Would these be worth getting and flashing to IT mode? If not can anyone recommend cheap HBA's I know these don't support 6Gb/s but my HDD's only hit around 130MB/s anyways. Also I've migrated unRAID to a different board an ASRock Z77 Extreme 4 my buddy gave me. It's got 4 SATA 2 ports and 4 SATA 3 ports onboard. I've stuck in my old 3570k and it seems to be chugging along pretty happily so far. I don't think I'm going to be doing the VM's like I did before. I may just use a baremetal hypervisor and store my VM's on unRAID and stream across the network. But anyways. I'm looking for a solid HBA maybe with a SAS expander I can get in the margins of cheap and good. With an ideal spending around $60-80.

Also I'm looking at getting a 2.5" Hotswap bay.
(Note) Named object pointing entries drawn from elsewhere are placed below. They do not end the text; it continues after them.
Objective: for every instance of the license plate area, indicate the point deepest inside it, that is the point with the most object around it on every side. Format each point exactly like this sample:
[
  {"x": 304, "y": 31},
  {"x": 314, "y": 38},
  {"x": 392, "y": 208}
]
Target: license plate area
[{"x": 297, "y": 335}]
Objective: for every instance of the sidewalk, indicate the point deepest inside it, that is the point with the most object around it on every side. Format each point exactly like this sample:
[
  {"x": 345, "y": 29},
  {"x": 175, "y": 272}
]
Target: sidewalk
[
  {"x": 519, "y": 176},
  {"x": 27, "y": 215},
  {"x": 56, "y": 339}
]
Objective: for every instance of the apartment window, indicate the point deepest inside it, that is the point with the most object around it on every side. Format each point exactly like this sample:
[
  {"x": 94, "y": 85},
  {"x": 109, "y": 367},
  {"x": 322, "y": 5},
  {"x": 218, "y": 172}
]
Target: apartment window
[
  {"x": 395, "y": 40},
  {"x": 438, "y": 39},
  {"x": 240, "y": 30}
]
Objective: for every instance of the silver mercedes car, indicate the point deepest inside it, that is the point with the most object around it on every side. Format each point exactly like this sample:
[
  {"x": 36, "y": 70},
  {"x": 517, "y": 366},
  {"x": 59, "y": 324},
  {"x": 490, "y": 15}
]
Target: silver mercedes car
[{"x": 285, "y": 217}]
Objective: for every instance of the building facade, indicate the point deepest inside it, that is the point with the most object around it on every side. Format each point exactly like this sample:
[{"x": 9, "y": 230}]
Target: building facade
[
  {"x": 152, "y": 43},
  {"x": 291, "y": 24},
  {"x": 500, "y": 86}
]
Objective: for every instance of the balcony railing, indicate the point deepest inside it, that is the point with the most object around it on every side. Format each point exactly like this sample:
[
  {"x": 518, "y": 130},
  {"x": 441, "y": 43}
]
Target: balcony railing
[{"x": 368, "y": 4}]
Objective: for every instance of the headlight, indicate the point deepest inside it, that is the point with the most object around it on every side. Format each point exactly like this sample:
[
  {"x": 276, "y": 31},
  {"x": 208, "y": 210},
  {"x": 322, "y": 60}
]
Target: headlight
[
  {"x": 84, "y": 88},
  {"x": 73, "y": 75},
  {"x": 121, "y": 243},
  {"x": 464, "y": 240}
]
https://www.newegg.com/icy-dock-mb326sp-b-6-x-2-5-sata-6gbps-sas-hdd-ssd-mobile-rack-cage-in-1-x-5-25-bay/p/N82E16817198068?Item=9SIAFJ8A1A7397

Is what I'm looking at but I also found this

https://www.newegg.com/athena-power-bp-15287sac-other/p/N82E16816119044?Description=athena power 2.5 8 sata&cm_re=athena_power_2.5_8_sata-_-16-119-044-_-Product

I've heard great things about Icy Dock but I've never heard of Athena Power before. I'm thinking of getting an HBA with the Athena Dock but not ever hearing of a company makes me wary >.>

Anyways thanks for putting up with me and helping me despite my being an askhole >.<

Don't buy any 3081E HBA, same as 1068E, it support HDD not more then 2TB. ( Also not confirm Unraid support and IT mode or not )

 

If you buy mini-SAS connector HBA, then best you could buy mini-SAS cage too, below cage now seems buy 2 free 1. ( But you need two 8-port HBA for 16 bays )

http://amazon.com/dp/B07H4NMT63

 

BTW, I don't think running lot of 2.5" HDD was a good idea.